Friends of Kempsey Pound urges for desexing to prevent unwanted litters

Friends of Kempsy Pound Inc is urging local residents to get their pets desexed in National Dexing Month this July.

“Pet owners can play a vital role in preventing unwanted kittens and puppies, that cost communities thousands of dollars to manage and sometimes euthanise, causing great heartache to shelter/rescue staff, volunteers and vets and great expense to the community,” Friends of Kempsey Pound president Marion Crowley said.

“Also caring community members who are feeding unowned stray or community cats can hopefully take this opportunity of discounted desexing prices to get these cats desexed too.”

This is the 14th National Desexing Month initiated by Animal Welfare League Queensland. Information and posters are sent to every vet, Council and animal organisation in Australia to encourage community-wide promotion and discounted desexing of cats and dogs.
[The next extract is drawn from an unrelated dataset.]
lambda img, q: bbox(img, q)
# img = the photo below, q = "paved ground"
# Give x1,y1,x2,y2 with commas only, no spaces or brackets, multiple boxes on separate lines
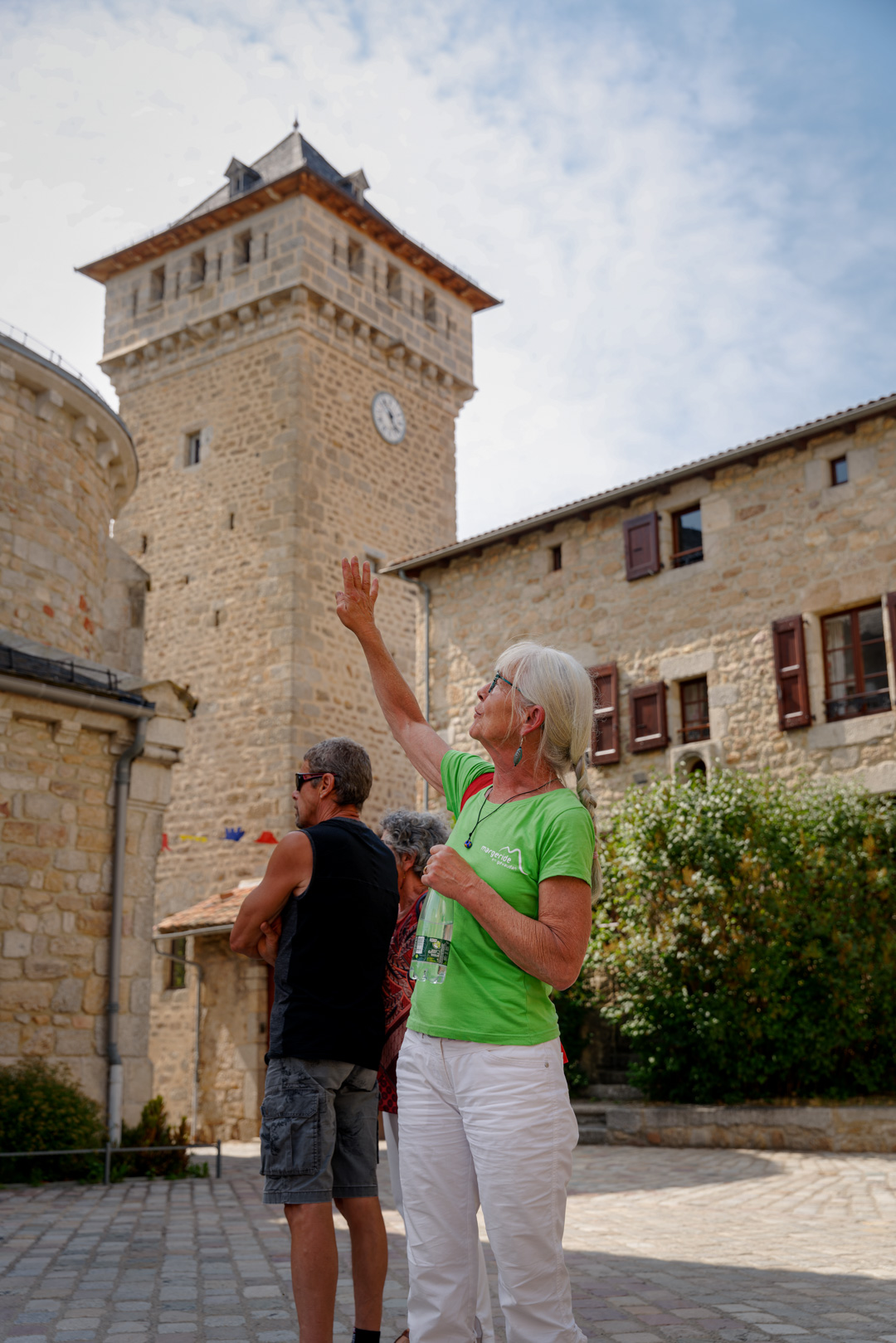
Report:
0,1144,896,1343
Veterinarians who sign up to participate are listed on the National Desexing Network website (www.ndn.org.au) so that all cat and dog owners can find out what special offers are available near them and contact the vet directly.

“This year’s theme is ’Not again’. While dogs can have a litter of 5-8 puppies a year, cats can have 2-3 litters a year with 1-10 kittens er litter, and can be pregnant from four months of age and while still weaning their kittens. Once the cycle starts, it’s difficult to stop,” said AWLQ’s National Desexing Network Strategic Director Dr Joy Verrinder. 

“That’s why we recommend desexing prior to puberty at 8-12 weeks of age.”

Ms Crowley and her team at Friends of Kempsey Pound were able to find homes for hundreds of cats and dogs last year.

“Approximately 172 cats/kittens and 324 dogs/puppies were born, surrendered or simply dumped at the pound last year but we were able to find new homes for them,” Ms Crowley said.

Dr Verrinder said desexing the animals creates a safer environment.

“Desexing also provides many direct benefits to companion animals and their carers. Desexed animals are less likely to spray in and around the house or be injured while out looking for a mate. Desexed animals are more relaxed and affectionate and generally, live longer and happier lives,” Said Dr Verrinder.

Last year approximately 10,000 carts and dogs were desexed through National Desexing Month in July.

A list of participating vets and the incentives offered in National Desexing Month in JUly can be found at www.ndn.org.au.